WASHINGTON (AFP eWire - Jan. 26, 2004) - U.S. nonprofits faced a daunting economic atmosphere last year but managed to cope by responding actively and creatively to fiscal pressures, a new report says.

'Stressed But Coping: Nonprofit Organizations and the Current Fiscal Crisis' was released Jan. 19 by the Johns Hopkins Center for Civil Society Studies as part of its ongoing Nonprofit Listening Post Project.

The report is based on an online survey of senior executives at 236 organizations and was conducted between October and December 2003.

Nearly 90 percent of the organizations reported some stress over the last year, with 51 percent reporting severe or very severe stress. While 64 percent of organizations reported revenue increases, they were forced to cope with rising costs as well - costs that were often greater than the revenue increases and included areas such as liability and health insurance.

The survey showed that nonprofits used a variety of techniques to deal with their financial pressures. Among the most used strategies were:

  • new funding initiatives
  • new program initiatives
  • belt tightening
  • eating reserves
  • collaboration and
  • expanded advocacy

Eighty-two percent of all organizations expanded private fundraising and 84 percent expanded their commercial income.

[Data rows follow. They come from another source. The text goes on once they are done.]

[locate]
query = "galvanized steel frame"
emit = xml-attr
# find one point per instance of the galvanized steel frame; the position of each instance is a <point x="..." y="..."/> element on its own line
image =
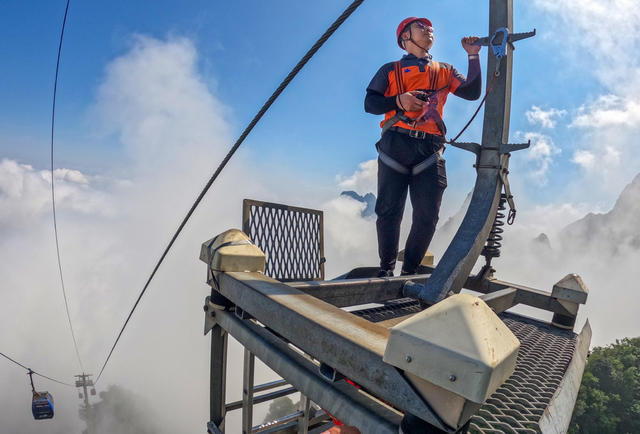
<point x="350" y="345"/>
<point x="465" y="248"/>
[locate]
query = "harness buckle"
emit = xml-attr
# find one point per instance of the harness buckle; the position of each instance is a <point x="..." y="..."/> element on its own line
<point x="417" y="134"/>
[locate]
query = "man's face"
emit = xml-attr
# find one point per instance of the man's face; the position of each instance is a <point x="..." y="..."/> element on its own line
<point x="421" y="33"/>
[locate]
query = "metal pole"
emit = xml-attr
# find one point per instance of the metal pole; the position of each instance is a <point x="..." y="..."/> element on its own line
<point x="217" y="391"/>
<point x="457" y="262"/>
<point x="247" y="392"/>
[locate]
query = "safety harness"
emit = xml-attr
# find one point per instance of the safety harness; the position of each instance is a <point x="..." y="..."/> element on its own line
<point x="428" y="112"/>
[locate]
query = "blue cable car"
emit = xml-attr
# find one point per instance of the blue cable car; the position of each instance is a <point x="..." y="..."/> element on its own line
<point x="42" y="405"/>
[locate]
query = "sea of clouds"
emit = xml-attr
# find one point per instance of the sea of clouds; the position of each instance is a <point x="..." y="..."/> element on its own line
<point x="174" y="130"/>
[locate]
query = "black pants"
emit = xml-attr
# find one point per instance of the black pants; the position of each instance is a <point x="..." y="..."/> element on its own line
<point x="425" y="190"/>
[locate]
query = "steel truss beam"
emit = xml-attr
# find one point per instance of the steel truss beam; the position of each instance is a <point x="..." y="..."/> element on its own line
<point x="339" y="398"/>
<point x="351" y="292"/>
<point x="466" y="246"/>
<point x="350" y="345"/>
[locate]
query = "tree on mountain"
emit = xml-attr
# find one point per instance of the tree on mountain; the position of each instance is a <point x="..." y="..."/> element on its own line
<point x="609" y="397"/>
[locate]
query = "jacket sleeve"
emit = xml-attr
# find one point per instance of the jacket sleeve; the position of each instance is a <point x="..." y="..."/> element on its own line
<point x="468" y="88"/>
<point x="375" y="101"/>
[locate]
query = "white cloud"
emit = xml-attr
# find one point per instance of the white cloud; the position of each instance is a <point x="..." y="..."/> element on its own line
<point x="545" y="118"/>
<point x="364" y="180"/>
<point x="585" y="159"/>
<point x="25" y="194"/>
<point x="602" y="36"/>
<point x="608" y="111"/>
<point x="540" y="154"/>
<point x="608" y="30"/>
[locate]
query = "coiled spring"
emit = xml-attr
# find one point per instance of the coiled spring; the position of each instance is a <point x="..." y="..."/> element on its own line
<point x="494" y="241"/>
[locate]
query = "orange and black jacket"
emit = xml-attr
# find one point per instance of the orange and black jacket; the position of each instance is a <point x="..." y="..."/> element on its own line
<point x="421" y="74"/>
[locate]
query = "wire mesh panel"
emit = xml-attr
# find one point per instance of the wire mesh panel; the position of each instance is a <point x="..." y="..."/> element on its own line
<point x="292" y="239"/>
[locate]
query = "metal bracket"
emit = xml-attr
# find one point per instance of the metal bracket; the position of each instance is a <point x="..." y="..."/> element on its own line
<point x="507" y="148"/>
<point x="498" y="42"/>
<point x="210" y="309"/>
<point x="468" y="146"/>
<point x="212" y="428"/>
<point x="330" y="373"/>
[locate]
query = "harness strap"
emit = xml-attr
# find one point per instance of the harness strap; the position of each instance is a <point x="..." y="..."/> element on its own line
<point x="414" y="170"/>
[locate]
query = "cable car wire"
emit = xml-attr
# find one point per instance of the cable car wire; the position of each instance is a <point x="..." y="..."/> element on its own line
<point x="53" y="190"/>
<point x="35" y="372"/>
<point x="303" y="61"/>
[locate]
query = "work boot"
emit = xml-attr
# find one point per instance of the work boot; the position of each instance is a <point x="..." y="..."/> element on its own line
<point x="385" y="273"/>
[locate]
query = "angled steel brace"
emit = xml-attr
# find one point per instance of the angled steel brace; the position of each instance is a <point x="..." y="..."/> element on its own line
<point x="465" y="248"/>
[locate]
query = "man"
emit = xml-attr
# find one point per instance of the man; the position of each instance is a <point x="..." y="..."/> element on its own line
<point x="412" y="93"/>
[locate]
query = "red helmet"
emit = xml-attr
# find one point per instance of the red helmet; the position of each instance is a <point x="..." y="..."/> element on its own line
<point x="404" y="23"/>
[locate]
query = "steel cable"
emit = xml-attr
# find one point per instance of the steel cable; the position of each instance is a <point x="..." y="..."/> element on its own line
<point x="53" y="191"/>
<point x="35" y="372"/>
<point x="303" y="61"/>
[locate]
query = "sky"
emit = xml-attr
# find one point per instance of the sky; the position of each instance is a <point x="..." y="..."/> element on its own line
<point x="151" y="97"/>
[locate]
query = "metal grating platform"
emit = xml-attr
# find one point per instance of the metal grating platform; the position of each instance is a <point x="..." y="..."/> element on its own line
<point x="519" y="404"/>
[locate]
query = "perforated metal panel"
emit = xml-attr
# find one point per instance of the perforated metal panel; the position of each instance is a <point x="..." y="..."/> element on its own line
<point x="518" y="405"/>
<point x="291" y="238"/>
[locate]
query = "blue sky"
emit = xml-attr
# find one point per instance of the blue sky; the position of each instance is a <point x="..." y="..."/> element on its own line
<point x="318" y="127"/>
<point x="152" y="95"/>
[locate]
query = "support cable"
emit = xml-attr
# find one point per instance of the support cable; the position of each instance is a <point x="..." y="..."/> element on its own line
<point x="303" y="61"/>
<point x="53" y="191"/>
<point x="37" y="373"/>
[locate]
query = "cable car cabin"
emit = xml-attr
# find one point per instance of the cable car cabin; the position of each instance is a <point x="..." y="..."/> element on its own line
<point x="42" y="405"/>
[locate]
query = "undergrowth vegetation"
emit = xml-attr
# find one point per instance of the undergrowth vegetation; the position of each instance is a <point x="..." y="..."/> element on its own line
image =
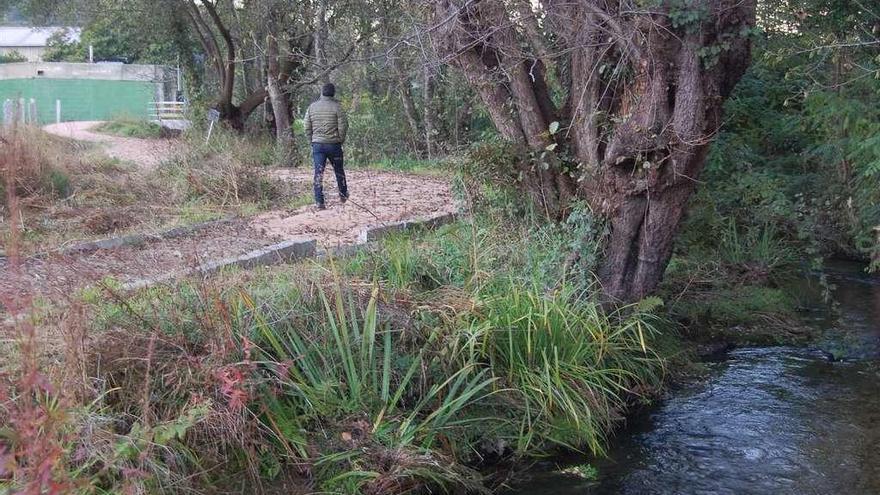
<point x="126" y="126"/>
<point x="68" y="190"/>
<point x="414" y="364"/>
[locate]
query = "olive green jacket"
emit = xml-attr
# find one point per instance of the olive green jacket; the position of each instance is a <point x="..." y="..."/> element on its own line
<point x="325" y="122"/>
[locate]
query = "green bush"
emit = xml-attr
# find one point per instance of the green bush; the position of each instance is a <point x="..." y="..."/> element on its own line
<point x="131" y="127"/>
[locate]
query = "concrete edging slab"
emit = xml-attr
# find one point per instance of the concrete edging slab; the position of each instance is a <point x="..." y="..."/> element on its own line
<point x="282" y="252"/>
<point x="135" y="239"/>
<point x="295" y="249"/>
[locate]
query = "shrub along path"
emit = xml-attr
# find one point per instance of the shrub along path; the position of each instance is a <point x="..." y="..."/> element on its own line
<point x="377" y="198"/>
<point x="146" y="153"/>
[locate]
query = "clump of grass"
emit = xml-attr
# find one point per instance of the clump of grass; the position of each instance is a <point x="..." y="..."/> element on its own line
<point x="33" y="166"/>
<point x="126" y="126"/>
<point x="573" y="367"/>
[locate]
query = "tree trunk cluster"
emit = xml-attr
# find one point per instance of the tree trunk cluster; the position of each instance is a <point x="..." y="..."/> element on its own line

Different types of organizations relied on different funding strategies, the survey showed. While museums and theaters relied more on private fundraising, family and children service agencies relied more on government support. Furthermore, 70 percent of museums sought more corporate donations, while 60 percent of community and economic development groups went after new foundation support.

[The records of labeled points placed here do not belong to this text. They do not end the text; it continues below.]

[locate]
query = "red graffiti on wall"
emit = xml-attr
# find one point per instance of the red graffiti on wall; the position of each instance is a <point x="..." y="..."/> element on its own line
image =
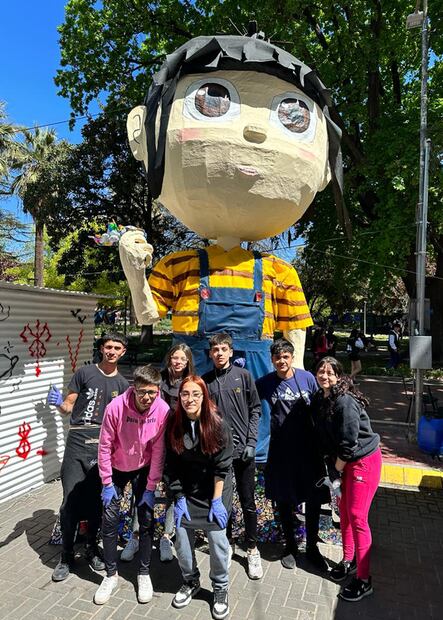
<point x="73" y="356"/>
<point x="4" y="458"/>
<point x="37" y="339"/>
<point x="24" y="447"/>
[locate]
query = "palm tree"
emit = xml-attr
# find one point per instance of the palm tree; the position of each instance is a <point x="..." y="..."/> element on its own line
<point x="35" y="163"/>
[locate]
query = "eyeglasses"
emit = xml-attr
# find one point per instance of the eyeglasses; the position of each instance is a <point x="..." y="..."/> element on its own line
<point x="189" y="395"/>
<point x="142" y="393"/>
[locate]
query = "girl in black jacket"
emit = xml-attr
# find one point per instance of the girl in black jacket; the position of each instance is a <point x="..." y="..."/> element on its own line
<point x="199" y="475"/>
<point x="346" y="437"/>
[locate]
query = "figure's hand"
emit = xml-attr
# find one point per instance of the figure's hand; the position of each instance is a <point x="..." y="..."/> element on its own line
<point x="180" y="511"/>
<point x="248" y="454"/>
<point x="148" y="498"/>
<point x="55" y="397"/>
<point x="218" y="512"/>
<point x="108" y="494"/>
<point x="135" y="248"/>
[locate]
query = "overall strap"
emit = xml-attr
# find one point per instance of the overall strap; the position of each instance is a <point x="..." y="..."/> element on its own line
<point x="258" y="271"/>
<point x="204" y="268"/>
<point x="258" y="288"/>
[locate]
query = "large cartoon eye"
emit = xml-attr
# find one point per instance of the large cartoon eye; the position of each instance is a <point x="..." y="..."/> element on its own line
<point x="212" y="99"/>
<point x="294" y="114"/>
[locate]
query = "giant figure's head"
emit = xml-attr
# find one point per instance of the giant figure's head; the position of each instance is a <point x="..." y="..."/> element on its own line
<point x="239" y="138"/>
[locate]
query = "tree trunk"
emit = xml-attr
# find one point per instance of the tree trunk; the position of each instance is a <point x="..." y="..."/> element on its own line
<point x="434" y="290"/>
<point x="38" y="255"/>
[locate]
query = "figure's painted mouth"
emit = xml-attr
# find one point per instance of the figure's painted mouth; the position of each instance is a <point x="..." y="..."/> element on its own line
<point x="248" y="171"/>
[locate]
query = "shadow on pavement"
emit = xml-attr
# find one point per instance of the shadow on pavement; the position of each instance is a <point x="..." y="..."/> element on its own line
<point x="407" y="558"/>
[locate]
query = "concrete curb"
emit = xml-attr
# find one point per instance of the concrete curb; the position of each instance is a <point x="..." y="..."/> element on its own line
<point x="407" y="476"/>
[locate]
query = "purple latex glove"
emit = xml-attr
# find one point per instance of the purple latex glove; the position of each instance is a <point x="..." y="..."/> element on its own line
<point x="180" y="511"/>
<point x="218" y="512"/>
<point x="108" y="494"/>
<point x="55" y="397"/>
<point x="148" y="498"/>
<point x="240" y="361"/>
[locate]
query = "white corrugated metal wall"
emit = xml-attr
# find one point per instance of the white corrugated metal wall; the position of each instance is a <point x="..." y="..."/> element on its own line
<point x="45" y="335"/>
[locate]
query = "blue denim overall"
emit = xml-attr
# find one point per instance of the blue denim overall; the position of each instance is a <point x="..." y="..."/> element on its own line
<point x="239" y="312"/>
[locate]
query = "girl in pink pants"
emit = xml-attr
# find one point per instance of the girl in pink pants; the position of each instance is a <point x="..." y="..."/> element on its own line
<point x="347" y="439"/>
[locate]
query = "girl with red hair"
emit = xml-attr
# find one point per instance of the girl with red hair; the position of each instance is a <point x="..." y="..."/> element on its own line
<point x="199" y="475"/>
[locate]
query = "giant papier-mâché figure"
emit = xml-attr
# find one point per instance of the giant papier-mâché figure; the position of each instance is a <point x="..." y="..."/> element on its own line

And while 44 percent of nonprofits were able to add new programs, they were also forced to make cuts. More than half froze salaries, cut benefits or increased staff hours, and 72 percent postponed new hires, eliminated vacancies or increased reliance on part-time staff.

However, the popularity of an approach did not mean it was the most effective. Although the vast majority of the groups pursued more private contributions, it was not in the top 10 for most effective strategies. Much more effective were cost cutting, reduction of program jobs and reduction of administrative overhead and jobs. These efforts did have their downsides, as nonprofits felt the burden of having fewer staff or fewer hours to do the same amount of work, the report said.

Many of the organizations were 'guardedly optimistic' about the future, according to the report, with 46 percent expecting continued revenue growth. Forty percent expected their activities and services to grow in the next year. In addition, 80 percent expect that conditions will improve over the next year or that they have made or are making the necessary change to get through the tough times.